Program pembayaran yuan diperkirakan dimulai pada bulan April di mana negara Amerika Selatan itu bertujuan untuk membayar impor senilai US$ 1 miliar menggunakan yuan, setelah itu akan membayar impor bulanan senilai US$ 790 juta dalam mata uang China.

"Langkah-langkah semacam ini memberikan kekuatan cadangan kami yang lebih besar dan merupakan kunci untuk meningkatkan prospek cadangan bersih, memberi kami kebebasan dan kapasitas yang lebih besar untuk campur tangan dalam menghadapi mereka yang berspekulasi dan berspekulasi berlebihan dengan situasi ekonomi," kata Massa dalam pidatonya.

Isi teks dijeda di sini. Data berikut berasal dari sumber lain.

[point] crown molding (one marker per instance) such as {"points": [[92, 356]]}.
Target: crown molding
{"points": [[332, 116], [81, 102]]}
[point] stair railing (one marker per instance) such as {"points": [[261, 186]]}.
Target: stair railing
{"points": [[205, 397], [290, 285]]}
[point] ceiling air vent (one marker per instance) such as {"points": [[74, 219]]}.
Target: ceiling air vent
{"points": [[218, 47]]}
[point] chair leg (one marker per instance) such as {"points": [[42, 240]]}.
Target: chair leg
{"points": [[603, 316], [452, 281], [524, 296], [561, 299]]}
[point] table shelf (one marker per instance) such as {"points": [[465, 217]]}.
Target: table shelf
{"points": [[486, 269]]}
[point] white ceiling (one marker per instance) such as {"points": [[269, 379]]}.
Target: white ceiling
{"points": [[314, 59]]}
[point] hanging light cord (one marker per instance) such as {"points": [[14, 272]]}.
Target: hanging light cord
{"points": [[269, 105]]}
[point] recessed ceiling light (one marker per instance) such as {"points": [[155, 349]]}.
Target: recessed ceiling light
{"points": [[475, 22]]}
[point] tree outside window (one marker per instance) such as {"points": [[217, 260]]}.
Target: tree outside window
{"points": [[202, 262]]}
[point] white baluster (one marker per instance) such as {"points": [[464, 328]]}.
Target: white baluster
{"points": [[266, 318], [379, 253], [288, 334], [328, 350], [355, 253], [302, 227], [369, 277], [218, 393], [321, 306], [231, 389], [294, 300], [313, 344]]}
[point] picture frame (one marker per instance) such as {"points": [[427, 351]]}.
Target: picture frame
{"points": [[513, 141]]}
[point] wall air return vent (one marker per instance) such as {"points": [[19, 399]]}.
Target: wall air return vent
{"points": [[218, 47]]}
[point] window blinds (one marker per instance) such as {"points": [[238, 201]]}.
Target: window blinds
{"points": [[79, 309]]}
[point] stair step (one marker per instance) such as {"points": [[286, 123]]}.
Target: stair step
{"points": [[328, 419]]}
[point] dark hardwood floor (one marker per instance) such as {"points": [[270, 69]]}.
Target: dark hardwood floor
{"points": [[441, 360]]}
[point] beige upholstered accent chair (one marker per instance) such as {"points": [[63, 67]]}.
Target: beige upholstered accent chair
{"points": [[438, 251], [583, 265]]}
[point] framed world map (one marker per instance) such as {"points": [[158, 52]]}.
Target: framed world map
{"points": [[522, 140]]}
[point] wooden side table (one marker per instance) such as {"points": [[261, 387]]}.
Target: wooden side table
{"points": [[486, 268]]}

Mengutip Reuters, pesanan impor berbasis Yuan dapat segera disetujui dalam 90 hari, bukan standar 180 hari. Ini berarti perputaran transaksi lebih cepat.

5. Iran

Iran telah mendiskusikan penggunaan yuan untuk menyelesaikan perdagangan sejak 2010.

Kemudian pada tahun 2012, China mulai membeli minyak mentah dari Iran menggunakan yuan, lapor BBC.

Sanksi internasional terhadap Iran dicabut pada tahun 2016 setelah negara itu dan beberapa kekuatan dunia – termasuk AS di bawah pemerintahan Obama – mencapai kesepakatan yang bertujuan membatasi kemampuan Iran untuk mengembangkan senjata nuklir. Namun hal itu tidak bertahan lama.

Pada tahun 2018, AS menerapkan kembali sanksi terhadap Iran menyusul keputusan sepihak Presiden Donald Trump saat itu untuk menarik AS dari kesepakatan nuklir Iran.

Seperti Rusia, bank-bank Iran telah dilarang dari Swift sejak 2018, mendorong Teheran untuk mencari sistem pembayaran alternatif.

Pada Februari 2023, Teheran dan Beijing membahas peningkatan penggunaan yuan dan rial Iran untuk perdagangan bilateral.

"Yuan sudah menyumbang sebagian besar perdagangan antara kedua belah pihak. Namun, proses penggunaan mata uang China perlu dilonggarkan, dan Bank Sentral Iran sedang bernegosiasi dengan China untuk mengatasi masalah tersebut," menteri ekonomi Iran kata Ehsan Khandouz, mengatakan kepada Financial Tribune, media Iran.

Melansir Al Jazeera, bukan hanya yuan, ternyata Iran juga terhubung dengan sistem pembayaran Rusia, Sistem Transfer Pesan Keuangan pada Februari tahun ini.

"Saluran keuangan antara Iran dan dunia sedang dipulihkan," Mohammadreza Farzin, gubernur bank sentral Iran mengatakan, menurut outlet berita.

Baca Juga: BRICS Mulai Dedolarisasi, Indonesia Ternyata Sudah Lebih Dulu Melakukannya

6. Arab Saudi

China dan Arab Saudi akan menggunakan yuan untuk perdagangan minyak global.  

Mengutip Deutsche Welle (DW) pada Rabu (23/3/2023), Arab Saudi menjual sepertiga ekspor minyaknya ke China dan sejak awal tahun negara ini menggeser Rusia sebagai sumber minyak terbesar. 

Transaksi minyak menggunakan yuan akan membantu menciptakan sistem tandingan dalam pembayaran internasional, di mana mata uang China ini akan sama pentingnya seperti dolar AS.  

Kesepakatan dengan Arab Saudi  menjadi relevan di tengah invasi Rusia terhadap Ukraina. Pasalnya, Moskow bisa menghindari sanksi AS, jika mengadopsi yuan untuk transaksi luar negeri. 

China selama ini bersikeras netral. Namun, AS dan Eropa mencurigai Beijing secara diam-diam membantu Rusia. 

Namun begitu, analis meyakini pengumuman Saudi untuk mengadopsi yuan adalah peringatan terhadap negara barat.